You can't hand-maintain instructions for every business the agent will encounter. And even if you could, those instructions go stale. The phone number that worked last month might route to a different department today.
The Insight
The full conversation log is right there. It contains what happened, which approaches failed, which ones worked, the contact channel that finally got through, the reference number the business assigned, the strategy that landed the outcome.
What if a specialised agent reviewed that log after each case? Not fine-tuning. Not RLHF. Just a structured post-mortem that extracts the useful parts, stores them, and makes them searchable for future cases.
The Data Flywheel
When a case completes, a background task kicks off the post-mortem agent. It reads the conversation history, generates a structured document, and stores it with an embedding for hybrid search. No human decides whether a case is "worth learning from." Every completed case, successful or not, generates a knowledge document. The feedback loop is automatic.
The next time an agent handles a similar case, it searches the knowledge base as its first research action and gets the learnings from every previous case.
The Post-Mortem
The post-mortem agent is deliberately simple. It uses a reasoning model with extended thinking, so it can work through the full conversation before committing to an output. The schema captures:
- Business name and industry
- Issue type, summary, and outcome
- Whether the outcome was a success or failure
- A step-by-step log of actions taken, including URLs and contact details used
- What information the agent needed from the user to proceed
The instructions are strict about what the post-mortem agent can and can't do.
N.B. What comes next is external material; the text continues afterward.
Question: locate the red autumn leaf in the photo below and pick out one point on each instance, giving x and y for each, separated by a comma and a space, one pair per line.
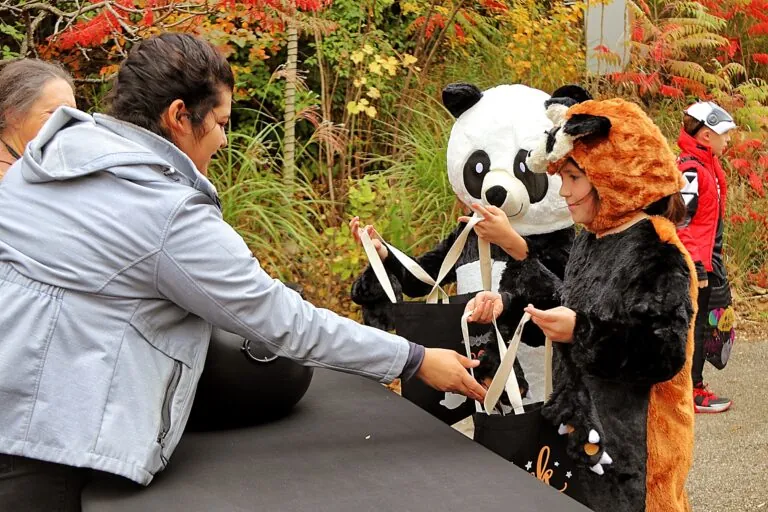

- Only use what's in the conversation log. Don't invent or infer anything.
- Log the steps exactly as they happened, including URLs and contact details used.
- Redact all PII.
No hallucination. No embellishment. No PII. The post-mortem agent is a disciplined transcriber, not a creative writer.
Here's what a stored knowledge document looks like after a successful Telstra bill negotiation.
{
"business": "Telstra",
"industry": "Telecommunications",
"issueType": "Bill Negotiation",
"issue": "Monthly plan charge increased by $15 after contract period ended",
"outcome": "Negotiated $10/month discount for 12 months via live chat",
"outcomeType": "Success",
"logs": [
"Searched web for Telstra contact options",
"Attempted contact via web form at telstra.com.au/contact-us - no response after 48 hours",
"Contacted Telstra via live chat at telstra.com.au/contact-us/chat",
"Representative offered $5/month discount, declined",
"Escalated to retention team, negotiated $10/month discount for 12 months",
"Confirmation email received with reference number"
],
"requiredInformation": [
"Account number",
"Account holder name",
"Current plan name and monthly charge",
"Date contract period ended"
]
}
Now when the next Telstra bill negotiation arrives, the agent's first research action is to search the knowledge base.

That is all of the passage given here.